Begen now runs her own Cambridge architecture firm, and has another baby on the way. She prizes the flexibility of running her own company.

As for Audra Bieg, after she returned to work, she discovered she would need another brain surgery, and this one wasn’t as quick. “It was incredibly painful. It was the worst recovery I’ve ever had in my life, even compared to childbirth,” she says. This time, she couldn’t gloss over it. She was going to need more time to recover. In a meeting with a colleague, she began to tear up. To her surprise, they were supportive. “It made me realize that I’m supported and get to captain my own ship,” she says.

With 1 in 3 women contemplating quitting a job or downshifting this year, leaving space for genuine emotion could make the difference for the future of the female workforce.
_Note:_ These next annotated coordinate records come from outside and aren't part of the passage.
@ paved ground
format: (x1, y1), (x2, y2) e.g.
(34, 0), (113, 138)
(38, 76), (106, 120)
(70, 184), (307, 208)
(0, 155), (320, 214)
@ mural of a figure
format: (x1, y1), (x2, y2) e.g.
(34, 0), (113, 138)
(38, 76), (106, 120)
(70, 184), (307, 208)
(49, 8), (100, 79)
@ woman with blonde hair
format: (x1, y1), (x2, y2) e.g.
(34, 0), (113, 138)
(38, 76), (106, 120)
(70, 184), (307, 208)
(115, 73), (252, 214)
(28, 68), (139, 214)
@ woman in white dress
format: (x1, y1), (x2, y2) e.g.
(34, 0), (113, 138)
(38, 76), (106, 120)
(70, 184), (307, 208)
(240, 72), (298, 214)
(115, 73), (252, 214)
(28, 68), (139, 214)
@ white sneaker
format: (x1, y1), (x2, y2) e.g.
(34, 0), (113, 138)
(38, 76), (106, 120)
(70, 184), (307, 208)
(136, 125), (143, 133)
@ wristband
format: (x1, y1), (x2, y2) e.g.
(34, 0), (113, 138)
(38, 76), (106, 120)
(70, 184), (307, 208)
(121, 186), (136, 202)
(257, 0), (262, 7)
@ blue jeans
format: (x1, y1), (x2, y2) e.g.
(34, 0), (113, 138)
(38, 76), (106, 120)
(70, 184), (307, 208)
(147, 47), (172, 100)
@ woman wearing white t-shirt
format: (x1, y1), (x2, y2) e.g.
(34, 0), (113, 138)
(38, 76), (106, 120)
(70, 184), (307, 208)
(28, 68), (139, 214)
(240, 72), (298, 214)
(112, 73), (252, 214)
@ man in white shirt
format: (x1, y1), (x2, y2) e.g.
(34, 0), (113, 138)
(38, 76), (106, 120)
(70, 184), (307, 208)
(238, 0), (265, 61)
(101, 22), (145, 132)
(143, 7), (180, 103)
Bieg’s openness was a catalyst for her career: She felt empowered to take a new job where she was more in control, and could make space for herself and her family.

And during the pandemic lockdown, she blocked off time for herself between noon and 1:30 p.m. to put her son down for a nap — a boundary that felt essential.

“I found that being honest with what I needed from a recovery perspective helped me be honest about what I needed for other things, too,” Bieg says. “I want to take my kid to school in the morning and don’t want to feel like I’m not able to succeed at my job because of that, or that others would be disappointed.”

It’s made her a more empathetic colleague, and she’s kinder with herself, too. “I encourage people to share what they need, because I feel like that made the difference for me personally,” she says.